The Thermodynamic Properties of Phosphorus, Phosphine, and Some Phosphorus Halides

A critical study of the equilibrium and molecular data for phosphorus and some of its compounds has been made and is described. The data are used to calculate the entropies and free energies of the substances considered.

On the Stable Relative Orientation of Groups Connected by a Carbon‐Carbon Single Bond

Langseth and his co-workers [1] have recently applied the results of essentially incomplete spectroscopic studies of liquid cyclohexane, symmetrical tetrachloroethane, and ethylene deuterobromide to a discussion of the intramolecular forces restricting internal rotation about the C-C bond. We believe that none of their structural conclusions is correct. Their discussion is based on their conclusion that in these molecules the opposed or eclipse configurations are the stable ones. Insofar as liquid cyclohexane and symmetrical tetrachloroethane are concerned this conclusion is most probably incorrect since it directly contradicts the results of a great number of more straightforward studies of these and similar molecules.

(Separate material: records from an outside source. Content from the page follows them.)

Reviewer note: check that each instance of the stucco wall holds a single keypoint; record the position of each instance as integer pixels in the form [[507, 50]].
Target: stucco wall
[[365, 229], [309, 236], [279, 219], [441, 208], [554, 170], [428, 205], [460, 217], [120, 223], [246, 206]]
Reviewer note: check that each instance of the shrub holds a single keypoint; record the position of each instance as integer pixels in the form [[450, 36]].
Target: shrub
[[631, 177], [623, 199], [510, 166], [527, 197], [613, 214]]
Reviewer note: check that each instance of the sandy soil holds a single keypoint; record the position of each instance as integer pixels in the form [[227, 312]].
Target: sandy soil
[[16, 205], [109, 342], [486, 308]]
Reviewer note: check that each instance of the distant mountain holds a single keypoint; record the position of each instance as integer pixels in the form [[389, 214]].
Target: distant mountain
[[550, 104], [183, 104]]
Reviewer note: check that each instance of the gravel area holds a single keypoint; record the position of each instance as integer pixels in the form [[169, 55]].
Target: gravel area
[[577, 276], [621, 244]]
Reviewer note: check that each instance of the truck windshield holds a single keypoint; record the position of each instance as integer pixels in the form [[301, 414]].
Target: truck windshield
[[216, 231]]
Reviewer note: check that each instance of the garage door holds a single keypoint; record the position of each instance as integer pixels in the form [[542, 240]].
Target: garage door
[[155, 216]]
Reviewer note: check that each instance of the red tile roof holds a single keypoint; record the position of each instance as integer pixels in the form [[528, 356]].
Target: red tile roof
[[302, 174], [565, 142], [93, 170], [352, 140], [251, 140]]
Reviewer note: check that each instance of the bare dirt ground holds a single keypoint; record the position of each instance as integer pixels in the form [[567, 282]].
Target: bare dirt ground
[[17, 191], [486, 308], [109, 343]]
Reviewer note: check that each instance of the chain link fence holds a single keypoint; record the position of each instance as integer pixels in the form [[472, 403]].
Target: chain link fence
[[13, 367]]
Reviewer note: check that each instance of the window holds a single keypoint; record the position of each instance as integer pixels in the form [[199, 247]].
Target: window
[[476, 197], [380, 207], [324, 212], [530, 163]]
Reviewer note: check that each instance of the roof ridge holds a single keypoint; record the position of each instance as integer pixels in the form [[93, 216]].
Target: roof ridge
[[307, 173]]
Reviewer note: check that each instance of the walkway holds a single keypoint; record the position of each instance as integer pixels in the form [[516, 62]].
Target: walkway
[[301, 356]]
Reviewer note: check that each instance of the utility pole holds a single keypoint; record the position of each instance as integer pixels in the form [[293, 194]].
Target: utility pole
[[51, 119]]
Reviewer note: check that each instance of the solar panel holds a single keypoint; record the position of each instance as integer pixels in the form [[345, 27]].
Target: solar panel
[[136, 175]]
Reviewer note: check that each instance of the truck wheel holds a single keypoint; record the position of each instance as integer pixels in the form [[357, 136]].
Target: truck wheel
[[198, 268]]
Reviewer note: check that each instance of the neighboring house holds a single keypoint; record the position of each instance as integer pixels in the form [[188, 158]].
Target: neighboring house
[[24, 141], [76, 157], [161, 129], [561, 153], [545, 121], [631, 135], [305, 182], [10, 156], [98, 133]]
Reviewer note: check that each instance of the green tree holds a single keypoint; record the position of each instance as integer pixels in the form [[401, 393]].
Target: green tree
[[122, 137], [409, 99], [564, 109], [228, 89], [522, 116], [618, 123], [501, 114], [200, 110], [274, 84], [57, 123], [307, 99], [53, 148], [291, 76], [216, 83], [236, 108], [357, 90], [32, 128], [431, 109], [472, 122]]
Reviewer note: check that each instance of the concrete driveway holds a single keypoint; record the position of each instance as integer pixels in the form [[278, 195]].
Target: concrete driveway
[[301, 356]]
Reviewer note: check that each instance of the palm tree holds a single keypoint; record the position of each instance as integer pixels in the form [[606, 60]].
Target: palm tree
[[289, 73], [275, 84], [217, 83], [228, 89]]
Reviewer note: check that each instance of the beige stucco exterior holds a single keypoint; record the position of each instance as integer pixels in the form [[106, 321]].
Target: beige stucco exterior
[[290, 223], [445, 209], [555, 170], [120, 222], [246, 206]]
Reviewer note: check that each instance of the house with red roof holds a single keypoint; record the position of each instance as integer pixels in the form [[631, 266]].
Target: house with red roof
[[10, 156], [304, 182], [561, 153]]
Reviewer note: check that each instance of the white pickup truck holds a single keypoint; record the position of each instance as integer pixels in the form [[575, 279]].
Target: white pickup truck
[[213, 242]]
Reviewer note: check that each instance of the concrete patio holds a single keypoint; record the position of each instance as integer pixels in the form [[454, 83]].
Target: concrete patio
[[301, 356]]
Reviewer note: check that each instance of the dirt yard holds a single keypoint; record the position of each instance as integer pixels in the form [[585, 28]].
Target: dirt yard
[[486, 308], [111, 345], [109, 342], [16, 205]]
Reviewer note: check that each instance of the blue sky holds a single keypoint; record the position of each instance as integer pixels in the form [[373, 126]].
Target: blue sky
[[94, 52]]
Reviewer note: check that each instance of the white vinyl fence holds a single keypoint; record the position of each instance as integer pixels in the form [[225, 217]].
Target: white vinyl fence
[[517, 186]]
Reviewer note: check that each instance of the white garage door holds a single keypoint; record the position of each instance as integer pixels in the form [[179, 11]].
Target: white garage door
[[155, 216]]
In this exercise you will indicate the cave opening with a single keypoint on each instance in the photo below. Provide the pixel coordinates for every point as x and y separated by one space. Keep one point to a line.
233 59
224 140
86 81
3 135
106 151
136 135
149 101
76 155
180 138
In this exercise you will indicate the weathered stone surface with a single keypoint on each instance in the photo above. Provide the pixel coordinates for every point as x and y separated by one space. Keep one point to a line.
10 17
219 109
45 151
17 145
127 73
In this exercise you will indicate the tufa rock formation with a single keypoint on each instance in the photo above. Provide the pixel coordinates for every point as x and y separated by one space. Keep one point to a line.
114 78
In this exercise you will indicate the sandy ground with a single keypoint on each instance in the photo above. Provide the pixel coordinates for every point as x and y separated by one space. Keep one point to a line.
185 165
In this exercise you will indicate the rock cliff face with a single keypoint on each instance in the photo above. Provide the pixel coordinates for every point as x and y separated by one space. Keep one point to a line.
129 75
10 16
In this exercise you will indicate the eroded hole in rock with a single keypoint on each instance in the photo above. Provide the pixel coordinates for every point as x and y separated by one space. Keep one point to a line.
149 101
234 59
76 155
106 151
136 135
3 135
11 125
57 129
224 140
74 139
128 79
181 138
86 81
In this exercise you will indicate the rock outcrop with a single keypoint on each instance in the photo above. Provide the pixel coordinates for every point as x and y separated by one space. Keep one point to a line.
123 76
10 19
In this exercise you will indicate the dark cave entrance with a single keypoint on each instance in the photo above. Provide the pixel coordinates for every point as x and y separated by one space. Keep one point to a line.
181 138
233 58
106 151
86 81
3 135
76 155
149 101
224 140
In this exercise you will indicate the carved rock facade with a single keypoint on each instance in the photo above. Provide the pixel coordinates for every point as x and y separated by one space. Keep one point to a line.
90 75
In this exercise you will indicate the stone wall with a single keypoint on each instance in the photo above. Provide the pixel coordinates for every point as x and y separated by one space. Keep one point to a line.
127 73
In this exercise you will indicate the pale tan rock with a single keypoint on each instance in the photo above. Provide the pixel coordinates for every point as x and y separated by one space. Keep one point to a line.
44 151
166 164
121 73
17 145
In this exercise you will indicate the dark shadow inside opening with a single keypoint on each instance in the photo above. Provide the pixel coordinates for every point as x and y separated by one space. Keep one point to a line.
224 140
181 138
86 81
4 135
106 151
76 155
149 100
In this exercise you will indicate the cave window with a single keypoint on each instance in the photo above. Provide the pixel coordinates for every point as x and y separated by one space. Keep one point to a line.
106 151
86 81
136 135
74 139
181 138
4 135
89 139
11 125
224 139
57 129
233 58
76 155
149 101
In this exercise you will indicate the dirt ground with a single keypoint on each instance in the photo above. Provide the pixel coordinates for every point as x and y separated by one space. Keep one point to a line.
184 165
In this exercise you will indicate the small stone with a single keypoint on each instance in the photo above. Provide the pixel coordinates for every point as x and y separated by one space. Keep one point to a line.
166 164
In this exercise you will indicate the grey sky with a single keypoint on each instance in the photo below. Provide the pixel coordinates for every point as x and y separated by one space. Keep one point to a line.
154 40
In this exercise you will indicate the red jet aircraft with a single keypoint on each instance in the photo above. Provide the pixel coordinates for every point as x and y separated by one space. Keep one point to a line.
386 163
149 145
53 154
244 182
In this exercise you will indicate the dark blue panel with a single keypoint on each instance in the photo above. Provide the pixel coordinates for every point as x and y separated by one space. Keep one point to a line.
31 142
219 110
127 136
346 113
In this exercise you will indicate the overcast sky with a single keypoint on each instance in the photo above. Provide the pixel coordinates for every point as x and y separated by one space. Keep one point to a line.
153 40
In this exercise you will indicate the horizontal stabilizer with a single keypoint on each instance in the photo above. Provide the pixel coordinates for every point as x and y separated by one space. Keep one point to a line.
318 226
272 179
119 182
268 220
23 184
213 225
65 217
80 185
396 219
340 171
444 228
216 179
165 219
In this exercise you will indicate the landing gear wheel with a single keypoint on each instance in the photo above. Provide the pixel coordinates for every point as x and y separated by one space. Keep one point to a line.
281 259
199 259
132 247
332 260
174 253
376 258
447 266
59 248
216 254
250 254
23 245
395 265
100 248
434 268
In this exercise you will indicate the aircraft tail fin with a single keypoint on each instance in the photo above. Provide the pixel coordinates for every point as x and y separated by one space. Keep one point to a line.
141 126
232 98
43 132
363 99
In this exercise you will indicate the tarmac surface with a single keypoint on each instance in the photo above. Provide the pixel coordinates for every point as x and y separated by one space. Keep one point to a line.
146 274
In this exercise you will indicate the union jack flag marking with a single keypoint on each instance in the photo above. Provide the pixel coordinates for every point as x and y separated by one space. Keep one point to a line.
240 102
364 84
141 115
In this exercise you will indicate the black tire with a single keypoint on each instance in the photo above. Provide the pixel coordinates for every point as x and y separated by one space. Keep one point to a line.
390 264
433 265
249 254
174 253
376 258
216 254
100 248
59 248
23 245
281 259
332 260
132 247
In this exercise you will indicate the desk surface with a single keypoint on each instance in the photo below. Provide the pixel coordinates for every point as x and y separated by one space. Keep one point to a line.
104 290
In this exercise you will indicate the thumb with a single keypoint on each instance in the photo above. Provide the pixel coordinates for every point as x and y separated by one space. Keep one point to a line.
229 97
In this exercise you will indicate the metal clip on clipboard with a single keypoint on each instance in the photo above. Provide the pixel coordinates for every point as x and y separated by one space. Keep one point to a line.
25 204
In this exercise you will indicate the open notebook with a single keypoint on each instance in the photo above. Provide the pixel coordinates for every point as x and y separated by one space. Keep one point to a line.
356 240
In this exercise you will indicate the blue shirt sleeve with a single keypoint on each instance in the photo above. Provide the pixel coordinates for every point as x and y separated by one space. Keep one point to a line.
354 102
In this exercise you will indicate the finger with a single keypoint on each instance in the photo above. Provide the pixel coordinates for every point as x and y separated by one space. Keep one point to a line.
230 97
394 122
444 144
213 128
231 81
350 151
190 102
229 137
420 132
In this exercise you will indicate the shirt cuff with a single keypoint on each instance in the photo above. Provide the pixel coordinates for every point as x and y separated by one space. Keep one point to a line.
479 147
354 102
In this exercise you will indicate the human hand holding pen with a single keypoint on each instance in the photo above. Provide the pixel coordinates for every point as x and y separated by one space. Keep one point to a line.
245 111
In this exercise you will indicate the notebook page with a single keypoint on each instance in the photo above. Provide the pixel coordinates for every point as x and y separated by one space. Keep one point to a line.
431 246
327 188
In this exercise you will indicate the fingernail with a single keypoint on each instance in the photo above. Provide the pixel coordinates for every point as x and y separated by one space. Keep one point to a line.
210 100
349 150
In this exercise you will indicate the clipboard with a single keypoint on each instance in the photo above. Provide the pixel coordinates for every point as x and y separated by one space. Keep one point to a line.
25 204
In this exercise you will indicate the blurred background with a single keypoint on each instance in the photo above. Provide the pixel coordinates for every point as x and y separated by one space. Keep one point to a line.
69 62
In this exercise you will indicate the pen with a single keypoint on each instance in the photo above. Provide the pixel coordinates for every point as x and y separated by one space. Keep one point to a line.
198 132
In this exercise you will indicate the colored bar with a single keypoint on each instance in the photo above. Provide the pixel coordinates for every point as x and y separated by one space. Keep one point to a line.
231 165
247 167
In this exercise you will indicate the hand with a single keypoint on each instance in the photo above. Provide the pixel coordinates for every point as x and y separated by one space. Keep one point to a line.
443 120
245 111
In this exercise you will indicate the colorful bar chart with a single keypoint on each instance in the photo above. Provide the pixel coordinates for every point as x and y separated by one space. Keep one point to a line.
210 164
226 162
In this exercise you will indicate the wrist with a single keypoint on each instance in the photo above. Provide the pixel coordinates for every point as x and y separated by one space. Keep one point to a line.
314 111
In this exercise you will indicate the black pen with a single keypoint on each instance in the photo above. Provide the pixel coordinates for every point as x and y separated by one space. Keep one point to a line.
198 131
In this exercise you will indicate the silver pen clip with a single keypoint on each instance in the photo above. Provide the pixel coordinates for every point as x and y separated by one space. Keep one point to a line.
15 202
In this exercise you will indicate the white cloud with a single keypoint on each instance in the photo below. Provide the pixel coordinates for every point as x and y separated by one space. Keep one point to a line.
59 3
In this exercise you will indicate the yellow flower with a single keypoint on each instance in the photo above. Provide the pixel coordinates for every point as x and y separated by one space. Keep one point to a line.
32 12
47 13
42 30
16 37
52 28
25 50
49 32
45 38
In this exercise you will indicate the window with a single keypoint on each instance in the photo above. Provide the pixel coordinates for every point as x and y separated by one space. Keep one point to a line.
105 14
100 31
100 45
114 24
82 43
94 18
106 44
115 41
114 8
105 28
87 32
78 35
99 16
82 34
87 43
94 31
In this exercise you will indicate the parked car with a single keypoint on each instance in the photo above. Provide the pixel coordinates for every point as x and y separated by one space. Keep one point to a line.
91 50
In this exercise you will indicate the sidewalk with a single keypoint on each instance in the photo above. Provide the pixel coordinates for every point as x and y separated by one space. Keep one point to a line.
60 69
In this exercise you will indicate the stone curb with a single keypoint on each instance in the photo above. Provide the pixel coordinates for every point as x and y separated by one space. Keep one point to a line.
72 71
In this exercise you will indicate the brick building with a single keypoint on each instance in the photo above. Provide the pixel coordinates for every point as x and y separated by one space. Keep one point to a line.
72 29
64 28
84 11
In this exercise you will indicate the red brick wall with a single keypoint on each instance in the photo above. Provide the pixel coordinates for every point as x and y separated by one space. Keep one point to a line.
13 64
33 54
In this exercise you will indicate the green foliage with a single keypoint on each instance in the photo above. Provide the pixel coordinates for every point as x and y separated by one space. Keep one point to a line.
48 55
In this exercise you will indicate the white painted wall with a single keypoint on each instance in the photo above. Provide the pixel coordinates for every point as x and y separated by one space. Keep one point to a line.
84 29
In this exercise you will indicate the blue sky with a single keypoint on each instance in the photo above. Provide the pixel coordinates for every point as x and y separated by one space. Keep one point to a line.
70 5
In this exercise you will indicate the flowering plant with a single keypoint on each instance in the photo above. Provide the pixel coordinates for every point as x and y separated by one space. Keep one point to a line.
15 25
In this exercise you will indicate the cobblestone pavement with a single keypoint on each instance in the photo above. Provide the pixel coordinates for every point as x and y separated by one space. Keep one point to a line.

The Thermodynamic Functions of Cyanogen and the Cyanogen Halides

The free energy function, heat content and heat capacity of cyanogen and the cyanogen halides, ClCN, BrCN and ICN, have been calculated for a series of temperatures from spectroscopic and electron diffraction data. Since no experimental value for the carbon‐iodine distance has been as yet obtained, an extrapolation is made from the values for the carbon‐chlorine and carbon‐bromine distances in the corresponding cyanogen compounds. 1.96±0.04A is obtained for the I–C distance in cyanogen iodide. The free energies of formation of gaseous (CN)2, ClCN and ICN have been calculated from thermal and equilibrium data. The values of ΔF°298.1 are, 69.1 kcal./mole for (CN)2, 35.5 kcal./mole for ClCN, and 46.75 kcal./mole for ICN. It is estimated that for gaseous BrCN ΔF°298.1=40 kcal./mole.

The Structure of Phosphine and Related Hydrides

It is shown that Badgers rule when applied to the frequencies of some hydrides gives values for the interatomic distances which are in agreement with values deduced from the moments of inertia of the hydrides and with values predicted from the covalent radius suggested for hydrogen, 0.315A. Using the value 1.415A. for the phosphorus‐hydrogen distance in phosphine and a reliable spectroscopic value for one of the moments of inertia of the molecule one finds the bond angle to be 93°. Values are suggested for the bond angles and bond distances in a number of hydrides whose structures have not been experimentally determined.